Investors get go-ahead to sue Philip Morris
In the lawsuit, the plaintiffs argue that Philip Morris, America's number one cigarette manufacturer, artificially inflated the value of its stock price by actively misleading the investing public "through their statements that nicotine is not addictive and that smoking is entirely a matter of choice".
A securities class-action of this kind represents a new and potentially potent angle of attack against Philip Morris, which, in common with the rest of the industry, is already facing multiple legal and legislative problems, including lawsuits against it by 22 US states.
The lawsuit was originally dismissed by US District Judge Michael Mukasey in 1995 on the grounds that there was little chance it could succeed. Yesterday, however, he conceded that the flood of fresh evidence against Philip Morris demanded a change of mind.
Two years ago, the shareholders' most potent weapons in the case amounted only to a few vaguely defined charts and some memos. For that reason the judge granted a motion by Philip Morris for dismissal of the suit.
This time, the judge noted, the plaintiffs were in possession of nine briefs or reports from Philip Morris researchers that directly discussed the addictiveness of nicotine and strategies for manipulating nicotine levels in its cigarettes.
"This new documentary evidence is of enough potential importance and volume that I probably would not have granted the defendant's motion to dismiss had it been described in the initial complaint," the judge said.
Judge Mukasey drew attention to a 1974 report by Philip Morris scientists that stated that consumers "smoke to achieve [their] habitual quota of the pharmacologically active components of smoke" and that giving up smoking produces "reactions ... not unlike those to be observed upon withdrawal from any number of habituating pharmacological agents".

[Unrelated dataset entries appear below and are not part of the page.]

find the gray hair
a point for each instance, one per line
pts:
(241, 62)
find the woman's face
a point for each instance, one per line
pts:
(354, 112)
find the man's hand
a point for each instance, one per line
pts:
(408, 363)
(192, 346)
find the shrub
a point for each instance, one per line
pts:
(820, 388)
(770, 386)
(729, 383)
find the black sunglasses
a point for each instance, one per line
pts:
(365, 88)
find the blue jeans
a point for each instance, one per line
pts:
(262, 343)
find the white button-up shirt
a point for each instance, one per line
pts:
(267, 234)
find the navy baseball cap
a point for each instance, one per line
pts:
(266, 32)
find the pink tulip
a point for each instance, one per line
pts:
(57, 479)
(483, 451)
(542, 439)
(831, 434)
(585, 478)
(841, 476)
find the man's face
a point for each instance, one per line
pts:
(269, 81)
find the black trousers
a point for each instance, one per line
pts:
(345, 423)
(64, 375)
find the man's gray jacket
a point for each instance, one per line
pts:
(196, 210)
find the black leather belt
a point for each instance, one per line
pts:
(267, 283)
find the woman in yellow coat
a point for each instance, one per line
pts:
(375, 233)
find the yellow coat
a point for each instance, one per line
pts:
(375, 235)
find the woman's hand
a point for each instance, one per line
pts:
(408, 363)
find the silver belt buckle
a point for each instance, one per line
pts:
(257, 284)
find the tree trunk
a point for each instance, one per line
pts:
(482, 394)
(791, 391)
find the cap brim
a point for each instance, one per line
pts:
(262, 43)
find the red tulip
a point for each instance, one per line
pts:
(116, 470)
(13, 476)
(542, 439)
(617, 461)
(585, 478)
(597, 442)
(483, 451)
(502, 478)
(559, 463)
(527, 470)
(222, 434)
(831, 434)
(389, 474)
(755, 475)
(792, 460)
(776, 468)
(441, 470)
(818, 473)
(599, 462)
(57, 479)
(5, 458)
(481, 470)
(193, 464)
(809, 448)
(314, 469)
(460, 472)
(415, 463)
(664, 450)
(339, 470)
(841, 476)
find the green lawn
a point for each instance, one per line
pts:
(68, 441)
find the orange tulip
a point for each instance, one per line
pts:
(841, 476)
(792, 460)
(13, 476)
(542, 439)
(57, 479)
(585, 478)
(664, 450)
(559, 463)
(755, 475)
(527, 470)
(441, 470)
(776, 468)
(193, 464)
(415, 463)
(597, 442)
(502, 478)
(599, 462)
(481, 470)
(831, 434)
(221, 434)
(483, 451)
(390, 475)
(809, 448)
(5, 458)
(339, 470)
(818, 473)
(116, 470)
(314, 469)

Last month, the Liggett Group, the smallest of the US tobacco companies, stunned the industry by reaching a settlement with the 22 states. In doing so, it publicly admitted that smoking was dangerous and potentially lethal to humans and that it had deliberately marketed cigarettes to minors.

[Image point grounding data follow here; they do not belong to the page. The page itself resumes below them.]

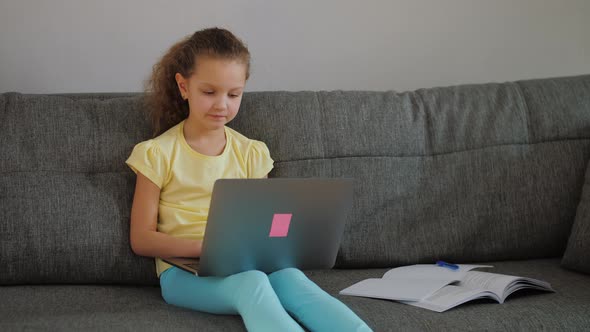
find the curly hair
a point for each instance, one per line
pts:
(162, 97)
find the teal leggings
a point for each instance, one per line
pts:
(263, 301)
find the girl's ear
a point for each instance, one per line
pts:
(181, 82)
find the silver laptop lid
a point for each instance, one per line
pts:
(271, 224)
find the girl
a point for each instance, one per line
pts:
(194, 91)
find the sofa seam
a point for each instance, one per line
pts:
(436, 154)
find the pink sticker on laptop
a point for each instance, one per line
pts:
(280, 225)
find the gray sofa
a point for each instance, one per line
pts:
(473, 173)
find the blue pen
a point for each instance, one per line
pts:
(453, 267)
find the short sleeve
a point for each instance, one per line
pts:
(259, 161)
(147, 159)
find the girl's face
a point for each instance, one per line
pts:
(214, 91)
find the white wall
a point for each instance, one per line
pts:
(53, 46)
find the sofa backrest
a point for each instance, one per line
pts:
(466, 173)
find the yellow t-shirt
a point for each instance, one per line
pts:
(185, 177)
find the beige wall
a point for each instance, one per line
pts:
(52, 46)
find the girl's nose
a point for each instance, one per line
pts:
(221, 103)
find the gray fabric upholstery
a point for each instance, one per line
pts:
(577, 254)
(128, 308)
(486, 172)
(473, 172)
(65, 190)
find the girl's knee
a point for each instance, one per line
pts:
(251, 279)
(289, 273)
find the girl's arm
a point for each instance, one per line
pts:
(145, 239)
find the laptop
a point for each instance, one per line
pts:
(272, 224)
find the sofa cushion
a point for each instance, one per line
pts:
(65, 190)
(577, 254)
(487, 171)
(124, 308)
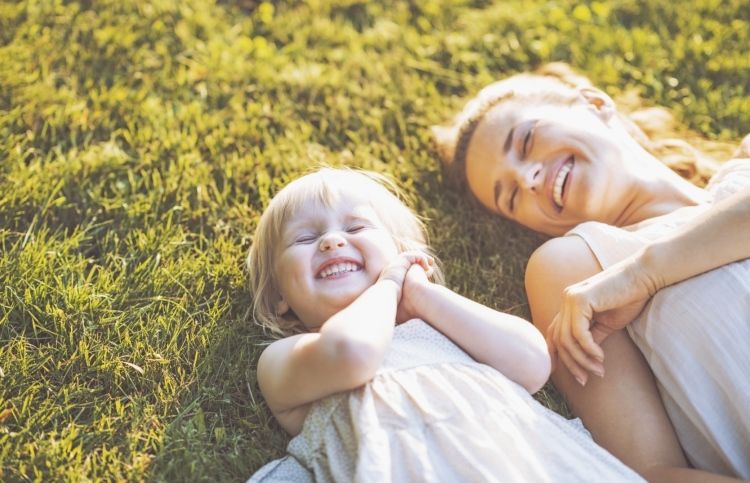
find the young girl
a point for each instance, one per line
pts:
(383, 375)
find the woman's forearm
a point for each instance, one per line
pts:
(718, 236)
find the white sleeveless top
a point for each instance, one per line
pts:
(695, 335)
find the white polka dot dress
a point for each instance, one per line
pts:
(432, 413)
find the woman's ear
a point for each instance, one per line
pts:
(600, 102)
(281, 307)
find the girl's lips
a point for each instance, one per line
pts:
(339, 265)
(562, 168)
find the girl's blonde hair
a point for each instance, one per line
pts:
(557, 83)
(323, 187)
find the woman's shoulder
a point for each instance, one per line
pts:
(556, 264)
(731, 177)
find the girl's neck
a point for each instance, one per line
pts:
(660, 191)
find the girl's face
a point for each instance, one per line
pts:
(328, 256)
(551, 167)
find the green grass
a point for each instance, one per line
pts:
(139, 142)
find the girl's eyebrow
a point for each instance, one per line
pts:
(498, 189)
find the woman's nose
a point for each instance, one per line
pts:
(331, 241)
(530, 176)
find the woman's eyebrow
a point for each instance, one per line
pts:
(509, 140)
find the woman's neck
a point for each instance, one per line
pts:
(660, 191)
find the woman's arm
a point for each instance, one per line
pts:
(623, 409)
(610, 300)
(344, 354)
(508, 343)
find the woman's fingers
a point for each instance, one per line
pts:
(578, 372)
(570, 345)
(564, 343)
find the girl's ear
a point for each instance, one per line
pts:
(445, 141)
(599, 102)
(282, 307)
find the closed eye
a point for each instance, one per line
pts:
(512, 201)
(305, 239)
(525, 147)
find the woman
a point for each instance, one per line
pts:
(553, 153)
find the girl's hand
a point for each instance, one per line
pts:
(408, 307)
(396, 270)
(594, 308)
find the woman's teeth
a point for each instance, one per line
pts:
(338, 268)
(560, 181)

The Liggett action threw the spotlight on to sworn testimony that was given by senior executives of all the main companies, including Liggett, to the US Congress in 1993 when each said they did not consider nicotine addictive.
The shareholders' lawsuit was unlikely to reach trial for many months, legal experts said. Its central claim is that had Philip Morris been honest about the health risks associated with smoking its stock price would not have risen as far as it did - and not fallen so far in its current legal troubles.